À vrai dire, Leonardo Morlino est le théoricien reconnu de la question de « la qualité de la démocratie », théorie qu’il a longuement développée dans ses multiples ouvrages et écrits, comme Légitimité et qualité de la démocratie (RISS, 2010) ou What’s a Good Democracy? (2011), The Quality of Democracy in Latin America (IDEA, 2016).
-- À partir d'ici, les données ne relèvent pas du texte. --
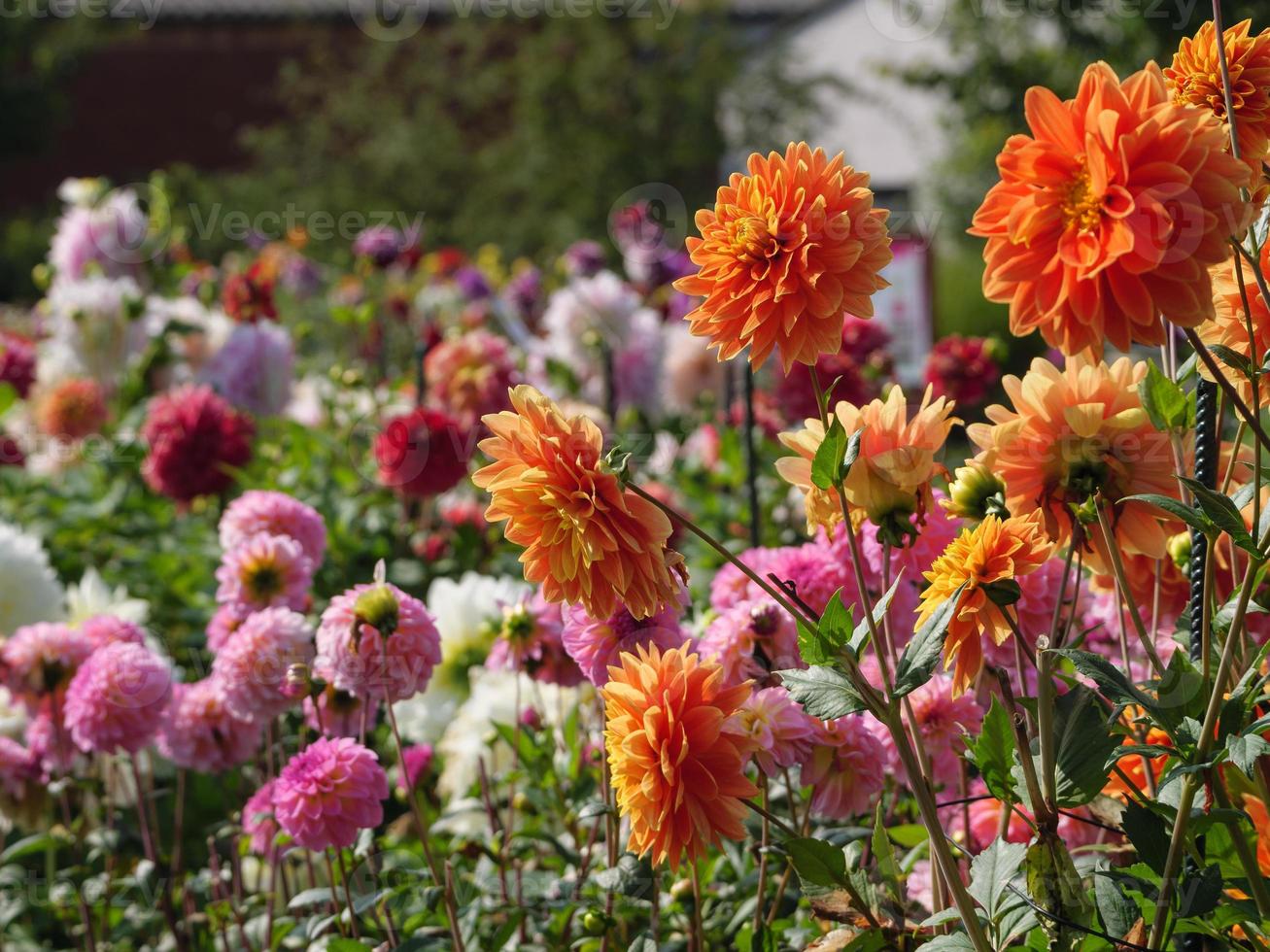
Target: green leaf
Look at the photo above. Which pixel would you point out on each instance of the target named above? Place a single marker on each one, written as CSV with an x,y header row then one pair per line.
x,y
817,862
1245,749
822,692
1198,895
1165,401
1117,910
1194,518
827,462
1223,514
991,871
1147,833
992,752
919,657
La notion de « qualité de la démocratie » constitue chez lui une tentative d’aller au-delà des définitions minimales de la démocratie (telles que les approches procédurales de type schumpétérien), en évaluant non seulement les procédures électorales, mais aussi les performances, les contenus et les pratiques démocratiques. Morlino cherche ainsi à mesurer la démocratie en profondeur, dans ses différentes dimensions, en combinant normes, pratiques et résultats. Il définit la qualité de la démocratie comme : « le degré selon lequel une démocratie atteint ses objectifs normatifs dans ses différentes dimensions » (What is a Good Democracy?, 2011). Autrement dit, il s’agit d’évaluer non seulement la stabilité institutionnelle, mais aussi la profondeur démocratique, l’État de droit, la représentation, la responsabilité, la participation et la liberté, et ne pas se contenter de la procédure électorale pour juger les « bonnes démocraties ».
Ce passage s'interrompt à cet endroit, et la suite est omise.